2-11- Kafirlere Karşı Sertlik;
Allah Teala buyuruyor ki; “Kafirlere karşı çok çetindirler.”(Feth 29)
“Kâfirlere karşı da onurlu ve şiddetlidirler” (Maide 54)
“Ey iman edenler, önce yakın çevrenizdeki kâfirlerle savaşın ki, sizde bir güç ve kuvvet olduğunu görsünler. Ve iyi bilin ki, Allah müttakilerle beraberdir.”(Tevbe 123)
Müslüman, kafirlere karşı izzetli olur, din düşmanlarına karşı sert davranır.
Bil ki ey iman kardeşim! Şiddet ancak kızgınlıktan sadır olur. Kızgınlık olmazsa, cihaddan da çekinilir. Bundan çıkan diğer bir delil, dinde bu sıfatları tamamen uygulamak gaye değildir. Adaletli olmak gerekir. Allah Teala’nın mü’minleri nasıl vasfettiğini görmedin mi?; “O takvâ sahipleri ki, bollukta da darlıkta da Allah için harcarlar; öfkelerini yutarlar ve insanları affederler. Allah da güzel davranışta bulunanları sever.”(Al-i İmran 134)

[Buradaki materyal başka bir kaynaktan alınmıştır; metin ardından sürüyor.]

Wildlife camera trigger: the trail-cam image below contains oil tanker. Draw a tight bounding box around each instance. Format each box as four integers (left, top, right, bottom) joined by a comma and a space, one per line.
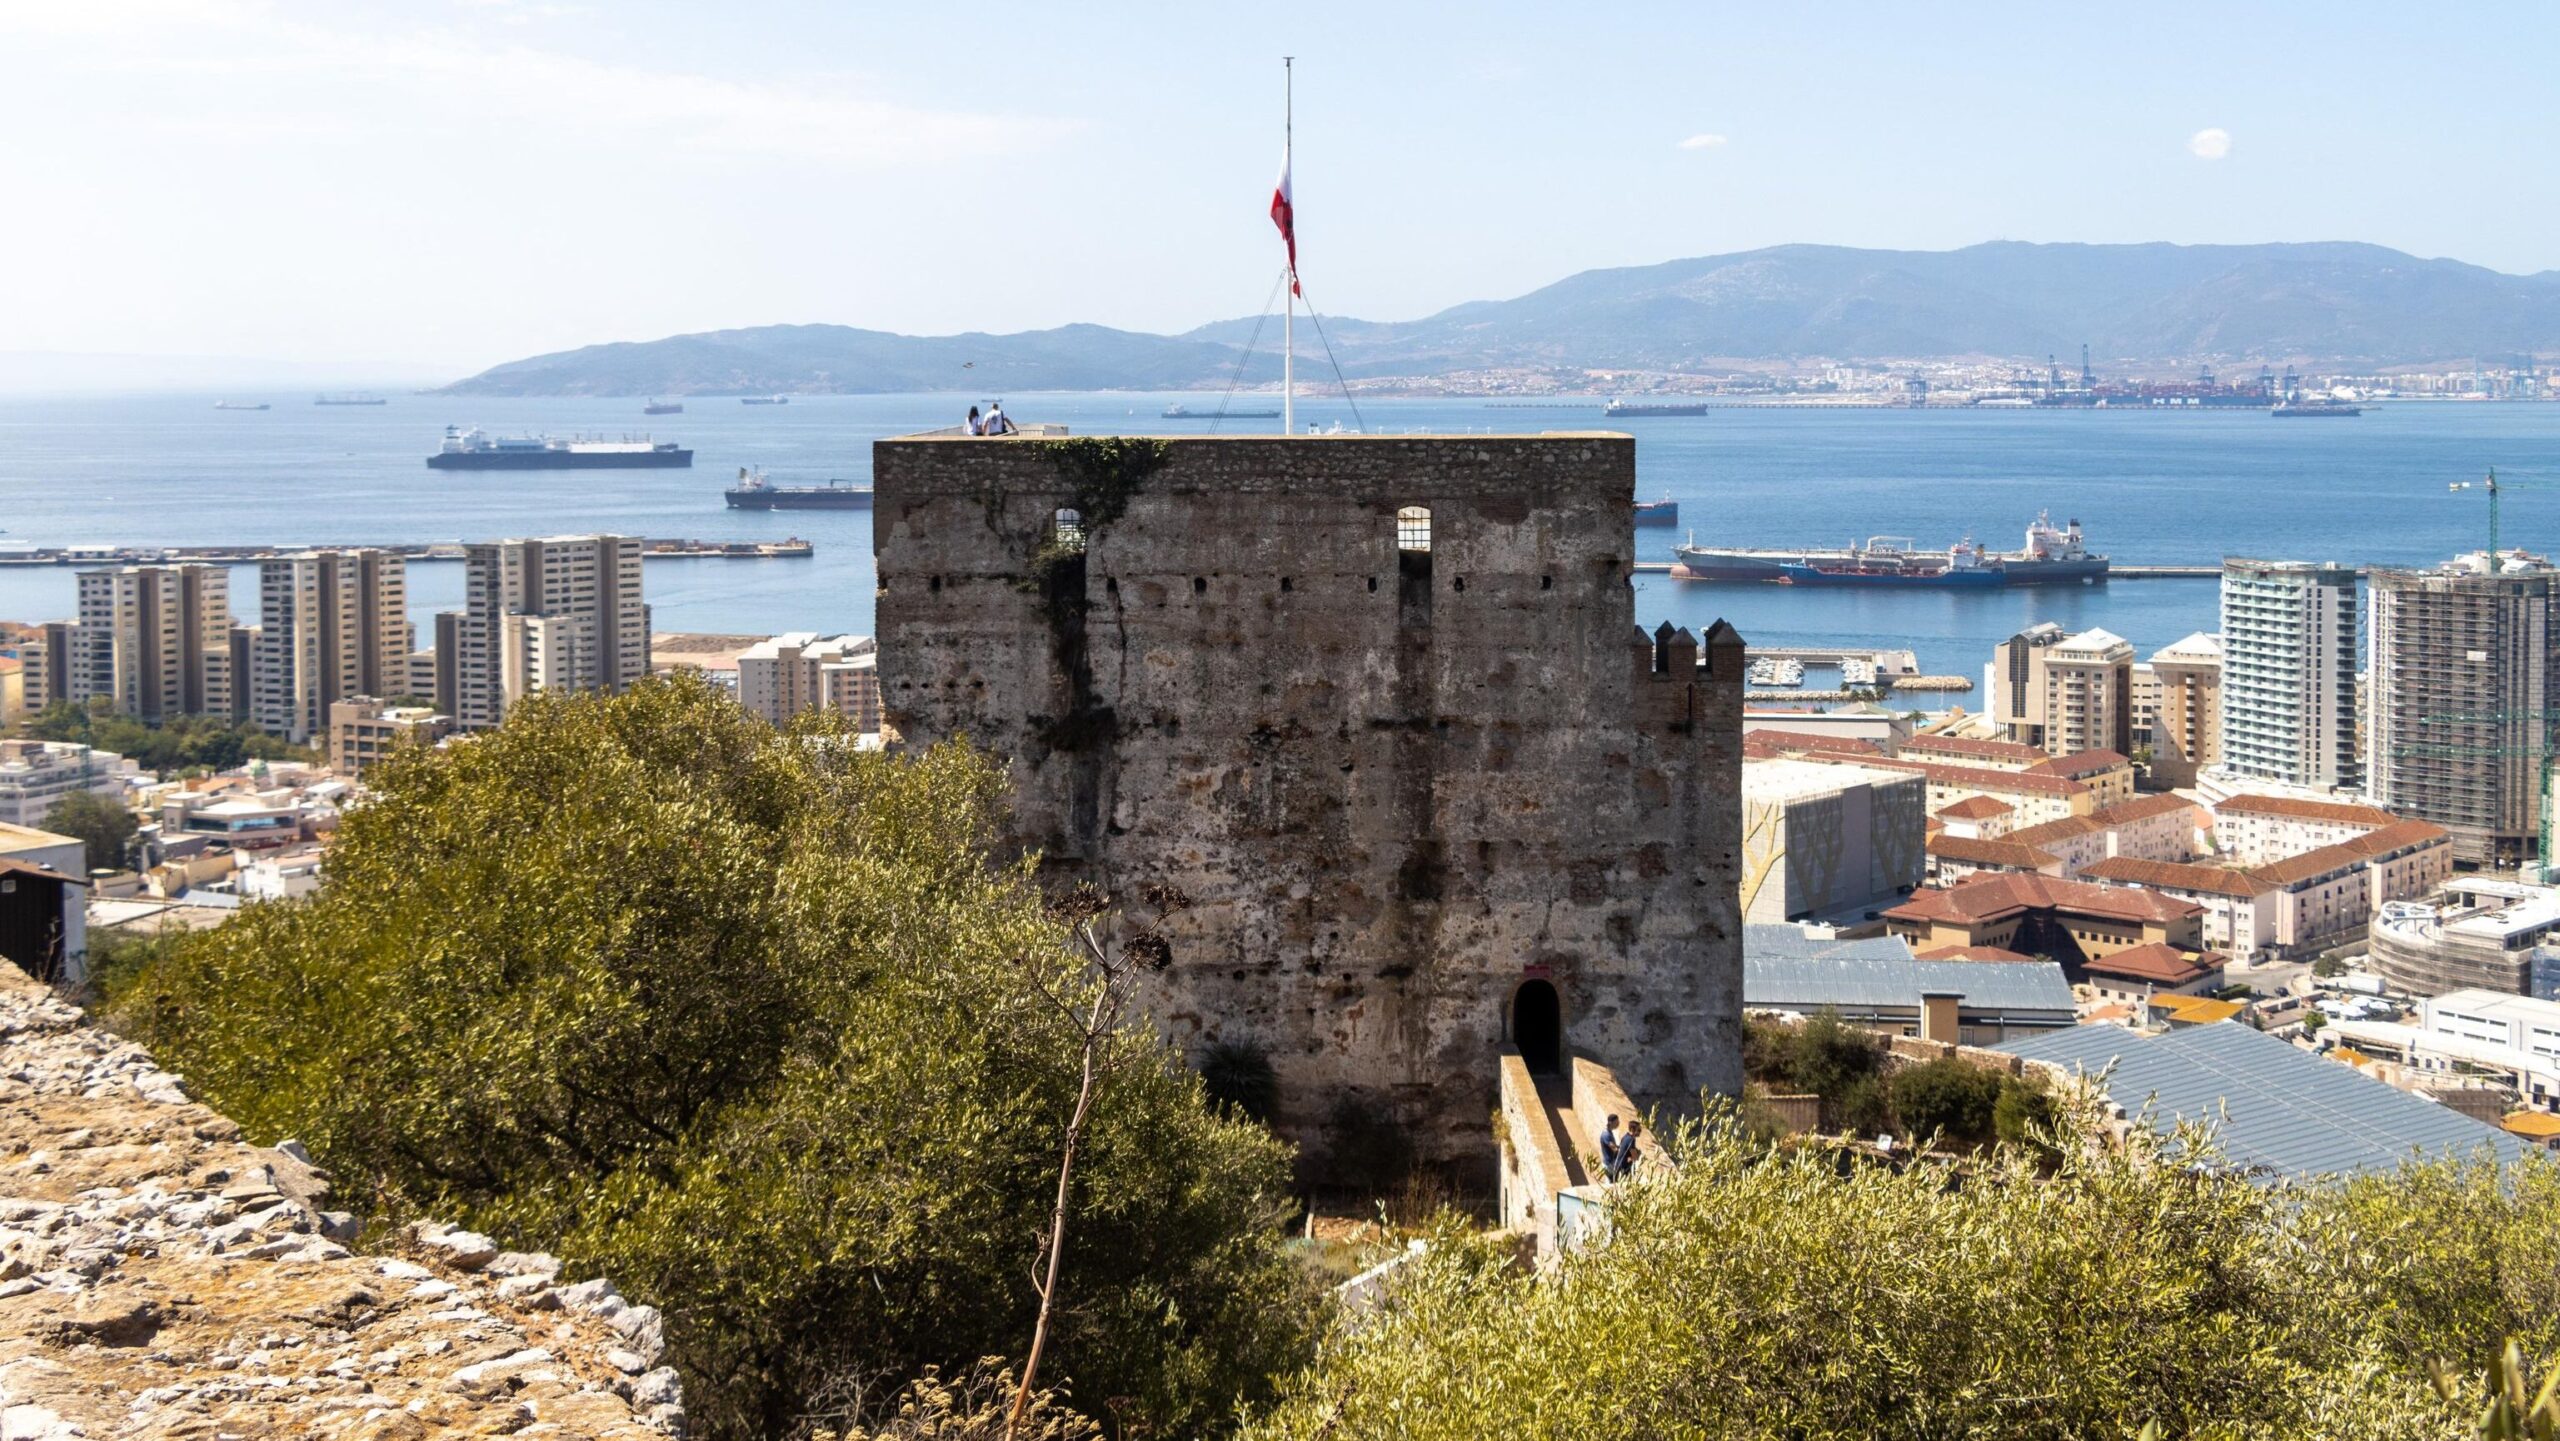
723, 468, 872, 509
427, 426, 692, 470
1673, 511, 2107, 586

Bu öfkeyi tamamen yok etmeleri söylenmemiştir.
Burada şu izah var; Müslüman, nefsi için değil, Allah’ın haramları çiğnendiği zaman öfkelenir, nefsi için ise, affeder, görmezden gelir veya bağışlar.
3-11- Erkeklik;
Allah Teala buyuruyor ki; “Onda temizlenmeyi seven erkekler vardır.”(Tevbe 108)
“Kendilerini ne ticaretin, ne de alışverişin Allâh'ı anmaktan, namaz kılmaktan, zekât vermekten alıkoymadığı erkekler. (Onlar), yüreklerin ve gözlerin (dehşetten) ters döneceği günden korkarlar.”(Nur 37)
“Mü'minlerden öyle erkekler var ki, Allah'a verdikleri sözde durdular. Onlardan kimi adağını yerine getirdi, (şehid oluncaya kadar çarpışacaklarını adamışlardı, çarpıştılar ve şehid düştüler), kimi de (şehidlik) beklemektedir; sözlerini asla değiştirmemişlerdir.”(Ahzab 23)
Müslüman toplumun istikamet ve istikrar derecesine yükselmesi için erkeklik, kemal sıfatıdır. Zira erkekler ile kadınlar arasındaki alaka düzenlenmiş mertebededir. Allah Teala buyurur ki; “Allah'ın insanlardan bir kısmını diğerlerine üstün kılması sebebiyle ve mallarından harcama yaptıkları için erkekler kadınların yöneticisi ve koruyucusudur. Onun için sâliha kadınlar itaatkârdır. Allah'ın kendilerini korumasına karşılık gizliyi (kimse görmese de namuslarını) koruyucudurlar…”(Nisa 34)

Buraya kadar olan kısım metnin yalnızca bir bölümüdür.